Now, if you notice @ table annotation:


@Table(name = “PERSON”, schema = “KunderaExamples@twissandra”)

For cassandra, “PERSON” is specified column family and schema denotes “keyspace@puname”.

Entity definition:
public class PersonTest
{
/** The emf. */
private EntityManagerFactory emf;
/** The em. */
private EntityManager em;

.... methods defining various operations.

}

Initialize entity manager
emf = Persistence.createEntityManagerFactory("twissandra");
em = emf.createEntityManager();
Insert :
public void onInsertCassandra()
{Object p1 = prepareData("1", 10);
Object p2 = prepareData("2", 20);
Object p3 = prepareData("3", 15);
em.persist(p1);
em.persist(p2);
em.persist(p3);
}

private PersonCassandra prepareData(String rowKey, int age)
{
PersonCassandra o = new PersonCassandra();
o.setPersonId(rowKey);
o.setPersonName("vivek");
o.setAge(age);
return o;
}

Find By Id:
public void onFindByIdCassandra()
{
PersonCassandra p = findById(PersonCassandra.class, "1", em);
}
private E findById(Classclazz, Object rowKey, EntityManager em)
{
return em.find(clazz, rowKey);
}
Find By Name:
public void onFindByName()
{
findByName(em, "PersonCassandra", PersonCassandra.class, "vivek", "PERSON_NAME");
}
/**
* Assert find by name.
*
* @param the element type
* @param em the em
* @param clazz the clazz
* @param e the e
* @param name the name
* @param fieldName the field name
*/
private void findByName(EntityManager em, String clazz, E e, String name, String fieldName)
{

String query = "Select p from " + clazz + " p where p."+fieldName+" = "+name;
// // find by name.
Query q = em.createQuery(query);
List results = q.getResultList();
}

Find By Name and Age:

public void onFindByNameAndAge()
{
findByNameAndAge(em, "PersonCassandra", PersonCassandra.class, "vivek", "10", "PERSON_NAME");
}
private void findByNameAndAge(EntityManager em, String clazz, E e, String name, String minVal, String fieldName)
{

Query q = em.createQuery("Select p from " + clazz + " p where p."+fieldName+" = "+name+" and p.AGE > "+ minVal);
List results = q.getResultList();

}

Find By Range:
public void onFindByRange()
{
findByRange(em, "PersonCassandra", PersonCassandra.class, "10", "20", "PERSON_ID");
}
private void findByRange(EntityManager em, String clazz, E e, String minVal, String maxVal, String fieldName)

{
// find by Range.
Query q = em.createQuery("Select p from " + clazz + " p where p."+fieldName+" Between "+minVal+" and "+maxVal);
List results = q.getResultList();
}

Find by Name and “<” and “>”

public void onFindByNameAndAgeGTAndLT()
{
findByNameAndAgeGTAndLT(em, "PersonCassandra", PersonCassandra.class, "vivek", "10", "20", "PERSON_NAME");
}
private void findByNameAndAgeGTAndLT(EntityManager em, String clazz, E e, String name, String minVal, String maxVal, String fieldName)
{
// // // find by name, age clause
Query q = em.createQuery("Select p from " + clazz
+ " p where p."+fieldName+" = " + name + " and p.AGE > "+ minVal+ " and p.AGE < " +maxVal);
List results = q.getResultList();

}

Self Association:

Example demonstrating about how to define and perform bi directional self association is available Here

Using Default lucene index

Still there are some operations not supported by enabling cassandra secondary indexes(e.g. indexing and search over super column values etc.). Also indexing support over HBase is not yet mature, so Kundera does provide default lucene indexing support for all sort of find operation. What you need to do is simply provide given below property:

<property name=”index_home_dir” value=”$LUCENE_DIR_PATH”/>

This will simply start storing and indexing records on specified local/remote location.

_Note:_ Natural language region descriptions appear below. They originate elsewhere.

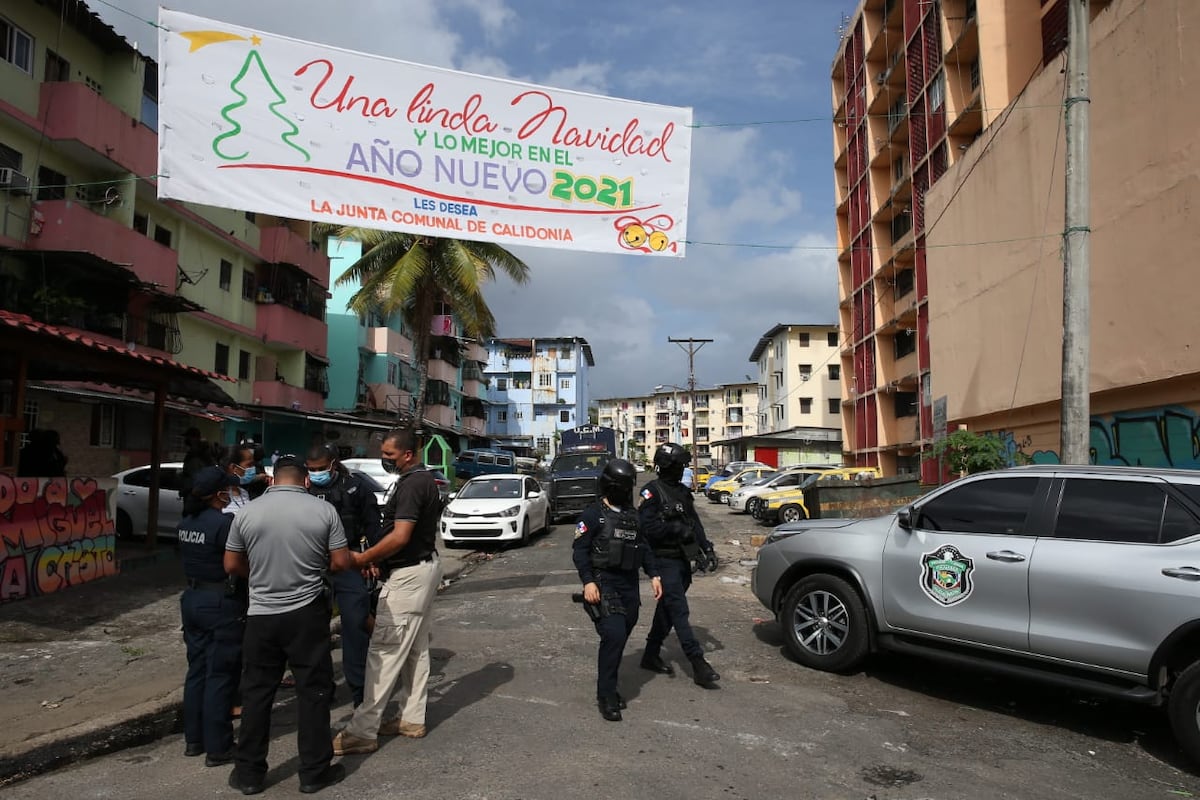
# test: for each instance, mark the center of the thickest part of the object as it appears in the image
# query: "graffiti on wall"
(54, 533)
(1159, 437)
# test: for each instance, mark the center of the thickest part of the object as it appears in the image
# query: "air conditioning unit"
(16, 182)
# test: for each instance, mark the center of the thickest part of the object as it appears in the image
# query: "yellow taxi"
(787, 505)
(720, 491)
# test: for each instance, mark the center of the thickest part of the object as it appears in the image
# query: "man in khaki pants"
(399, 657)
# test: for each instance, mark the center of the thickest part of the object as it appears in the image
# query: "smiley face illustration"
(634, 235)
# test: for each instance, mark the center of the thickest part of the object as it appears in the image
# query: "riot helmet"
(670, 459)
(617, 482)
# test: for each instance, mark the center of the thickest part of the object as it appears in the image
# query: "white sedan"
(496, 509)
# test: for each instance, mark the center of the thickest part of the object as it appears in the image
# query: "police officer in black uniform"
(609, 548)
(214, 612)
(359, 511)
(669, 518)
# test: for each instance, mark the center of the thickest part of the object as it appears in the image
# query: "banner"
(259, 122)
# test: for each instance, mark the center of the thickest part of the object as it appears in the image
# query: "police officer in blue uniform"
(607, 551)
(359, 511)
(214, 613)
(669, 517)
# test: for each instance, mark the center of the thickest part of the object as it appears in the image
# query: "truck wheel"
(1183, 710)
(792, 512)
(825, 624)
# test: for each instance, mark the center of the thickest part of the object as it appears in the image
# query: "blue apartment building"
(535, 389)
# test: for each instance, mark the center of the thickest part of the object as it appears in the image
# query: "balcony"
(282, 325)
(439, 370)
(281, 245)
(71, 112)
(385, 341)
(73, 227)
(281, 395)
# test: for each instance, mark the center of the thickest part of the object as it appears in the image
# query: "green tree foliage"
(967, 452)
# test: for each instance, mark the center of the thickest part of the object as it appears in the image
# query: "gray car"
(1087, 577)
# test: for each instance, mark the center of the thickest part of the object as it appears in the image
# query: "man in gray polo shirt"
(285, 542)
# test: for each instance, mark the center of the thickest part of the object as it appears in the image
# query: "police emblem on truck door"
(946, 575)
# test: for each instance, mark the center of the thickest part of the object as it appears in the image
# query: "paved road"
(513, 715)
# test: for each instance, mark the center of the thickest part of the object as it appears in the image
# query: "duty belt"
(211, 585)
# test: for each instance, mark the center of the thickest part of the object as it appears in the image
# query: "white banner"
(259, 122)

Can we use same example for other supported data stores(e.g. Mongo, HBase, Mysql etc) ?

Answer is YES.  changes required:

  • Define persistence unit in persistence.xml
  • Create script specific to intended database.
  • Modify entity definition (e.g. PersonCassandra) for correct column family name or table name.(see @table annotation above)
  • Modify entity manager factory instantiation for correct column family name.

That’s it !

References:
  • Example to refer for different data type support can be found Here
  • Example to refer for cross data store operations can be found Here
  • Example to refer for flickr like application can be found here

Setup Kundera with standalone Cassandra


 

Setup Kundera with standalone Cassandra:

Note: Currently Kundera supports Cassandra 0.8.2. You can download Cassandra releases from here.

1)      Setup an environment variable “CASSANDRA_HOME” to Cassandra home directory (e.g. D:\vivek\source\cassandra-0.8.2)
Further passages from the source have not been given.